The full form of SRT is Shortest remaining time. It is also known as SJF preemptive scheduling. In this method, the process will be allocated to the task, which is closest to its completion. This method prevents a newer ready state process from holding the completion of an older process.

This method is mostly applied in batch environments where short jobs are required to be given preference.

This is not an ideal method to implement it in a shared system where the required CPU time is unknown. Associate with each process as the length of its next CPU burst. So that operating system uses these lengths, which helps to schedule the process with the shortest possible time.

Priority scheduling is a method of scheduling processes based on priority. In this method, the scheduler selects the tasks to work as per the priority.

Priority scheduling also helps OS to involve priority assignments.

The processes with higher priority should be carried out first, whereas jobs with equal priorities are carried out on a round-robin or FCFS basis. Priority can be decided based on memory requirements, time requirements, etc.

Round robin is the oldest, simplest scheduling algorithm. The name of this algorithm comes from the round-robin principle, where each person gets an equal share of something in turn. It is mostly used for scheduling algorithms in multitasking. This algorithm method helps for starvation free execution of processes.

Round robin is a hybrid model which is clock-driven Time slice should be minimum, which is assigned for a specific task to be processed. However, it may vary for different processes. It is a real time system which responds to the event within a specific time limit.

SJF is a full form of (Shortest job first) is a scheduling algorithm in which the process with the shortest execution time should be selected for execution next. This scheduling method can be preemptive or non-preemptive. It significantly reduces the average waiting time for other processes awaiting execution.

It is associated with each job as a unit of time to complete. In this method, when the CPU is available, the next process or job with the shortest completion time will be executed first. It is Implemented with non-preemptive policy. This algorithm method is useful for batch-type processing, where waiting for jobs to complete is not critical. It improves job output by offering shorter jobs, which should be executed first, which mostly have a shorter turnaround time.

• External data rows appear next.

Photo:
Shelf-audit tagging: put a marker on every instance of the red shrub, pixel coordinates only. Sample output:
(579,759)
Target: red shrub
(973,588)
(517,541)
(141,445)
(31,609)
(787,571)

This algorithm separates the ready queue into various separate queues. In this method, processes are assigned to a queue based on a specific property of the process, like the process priority, size of the memory, etc.

However, this is not an independent scheduling OS algorithm as it needs to use other types of algorithms in order to schedule the jobs.

Multiple queues should be maintained for processes with some characteristics. Every queue may have its separate scheduling algorithms. Priorities are given for each queue.

Here are the reasons for using a scheduling algorithm:

• The CPU uses scheduling to improve its efficiency.
• It helps you to allocate resources among competing processes.
• The maximum utilization of CPU can be obtained with multi-programming.
• The processes which are to be executed are in ready queue.[1]